From the _Philadelphia Inquirer_:



> Workers are nearing completion of a $36 million, multilevel Pennsauken train station to connect the Atlantic City Line and the River Line, and passengers are expected to be able to use it by fall.
> The Pennsauken Transit Center, near Derousse Avenue west of River Road, will allow direct transfers between trains on the east-west Atlantic City Line and the north-south River Line.
> 
> The connection will provide additional access for area residents to 30th Street Station, Atlantic City, and the River Line's service between Camden and Trenton.
> ...


You can read the full article here

I heard from the operators of the RiverLINE yesterday at the NJ-ARP Patron's Lunch that the station is scheduled to open in early September this year.


----------



## blueman271 (Aug 25, 2013)

jis said:


> From the _Philadelphia Inquirer_:
> 
> 
> > Workers are nearing completion of a $36 million, multilevel Pennsauken train station to connect the Atlantic City Line and the River Line, and passengers are expected to be able to use it by fall.The Pennsauken Transit Center, near Derousse Avenue west of River Road, will allow direct transfers between trains on the east-west Atlantic City Line and the north-south River Line.The connection will provide additional access for area residents to 30th Street Station, Atlantic City, and the River Line's service between Camden and Trenton.NJ Transit buses also will serve the station.
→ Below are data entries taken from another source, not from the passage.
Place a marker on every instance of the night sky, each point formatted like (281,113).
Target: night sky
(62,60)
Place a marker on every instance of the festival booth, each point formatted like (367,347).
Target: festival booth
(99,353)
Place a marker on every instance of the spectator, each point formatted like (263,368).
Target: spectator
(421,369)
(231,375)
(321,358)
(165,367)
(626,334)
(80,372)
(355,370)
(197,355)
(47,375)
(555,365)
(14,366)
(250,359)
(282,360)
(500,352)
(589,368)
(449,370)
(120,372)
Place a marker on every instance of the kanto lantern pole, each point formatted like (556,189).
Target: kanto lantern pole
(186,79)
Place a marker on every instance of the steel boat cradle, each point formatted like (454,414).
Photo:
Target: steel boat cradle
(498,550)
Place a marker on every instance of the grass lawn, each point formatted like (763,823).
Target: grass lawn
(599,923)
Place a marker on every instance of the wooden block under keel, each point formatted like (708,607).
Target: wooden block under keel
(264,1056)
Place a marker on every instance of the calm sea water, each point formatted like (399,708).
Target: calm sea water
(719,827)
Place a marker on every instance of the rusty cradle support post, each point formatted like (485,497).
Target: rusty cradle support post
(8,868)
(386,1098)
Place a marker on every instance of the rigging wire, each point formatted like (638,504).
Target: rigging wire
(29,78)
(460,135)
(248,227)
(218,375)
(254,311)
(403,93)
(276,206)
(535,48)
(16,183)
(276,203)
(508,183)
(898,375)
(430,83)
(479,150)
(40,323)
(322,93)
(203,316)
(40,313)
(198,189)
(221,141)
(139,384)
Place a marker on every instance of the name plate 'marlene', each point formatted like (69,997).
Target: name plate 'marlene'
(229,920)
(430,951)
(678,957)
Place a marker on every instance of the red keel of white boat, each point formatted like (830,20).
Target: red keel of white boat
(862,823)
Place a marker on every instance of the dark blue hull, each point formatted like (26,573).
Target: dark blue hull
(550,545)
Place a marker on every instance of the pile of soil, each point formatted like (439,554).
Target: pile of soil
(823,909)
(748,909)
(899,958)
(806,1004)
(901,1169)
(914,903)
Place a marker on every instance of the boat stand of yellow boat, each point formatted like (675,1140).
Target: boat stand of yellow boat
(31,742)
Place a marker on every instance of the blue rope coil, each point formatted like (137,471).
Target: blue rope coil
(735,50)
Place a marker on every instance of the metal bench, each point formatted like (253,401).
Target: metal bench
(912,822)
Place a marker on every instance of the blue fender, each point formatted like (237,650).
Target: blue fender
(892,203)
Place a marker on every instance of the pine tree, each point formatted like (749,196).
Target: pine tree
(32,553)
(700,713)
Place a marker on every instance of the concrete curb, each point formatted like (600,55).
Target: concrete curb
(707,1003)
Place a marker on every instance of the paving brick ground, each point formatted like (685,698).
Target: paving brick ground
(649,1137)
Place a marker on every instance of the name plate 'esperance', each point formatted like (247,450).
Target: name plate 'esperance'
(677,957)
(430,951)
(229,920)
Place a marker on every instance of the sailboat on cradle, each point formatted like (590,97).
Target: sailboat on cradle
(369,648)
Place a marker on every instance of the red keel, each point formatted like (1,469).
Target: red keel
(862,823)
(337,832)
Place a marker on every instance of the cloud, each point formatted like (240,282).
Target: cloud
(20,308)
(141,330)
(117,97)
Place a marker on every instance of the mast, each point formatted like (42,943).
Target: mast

Federal stimulus funds are paying for the project.
> ...


Is the transfer station still due to open in early September? I am going to be at my mom's house in Rahway for a couple of weeks and I plan on going down to AC for a day. I would love nothing more than to get there by train without having to go to PHL.


----------



## PRR 60 (Aug 25, 2013)

blueman271 said:


> jis said:
> 
> 
> > From the _Philadelphia Inquirer_:
> ...


It will not be open in early September. I went through there this week and both the trackwork and the station itself has a lot of work left.


----------



## jis (Aug 25, 2013)

What I am hearing is sometime in October.


----------



## blueman271 (Aug 25, 2013)

Damn that sucks, guess I'm taking the bus.


----------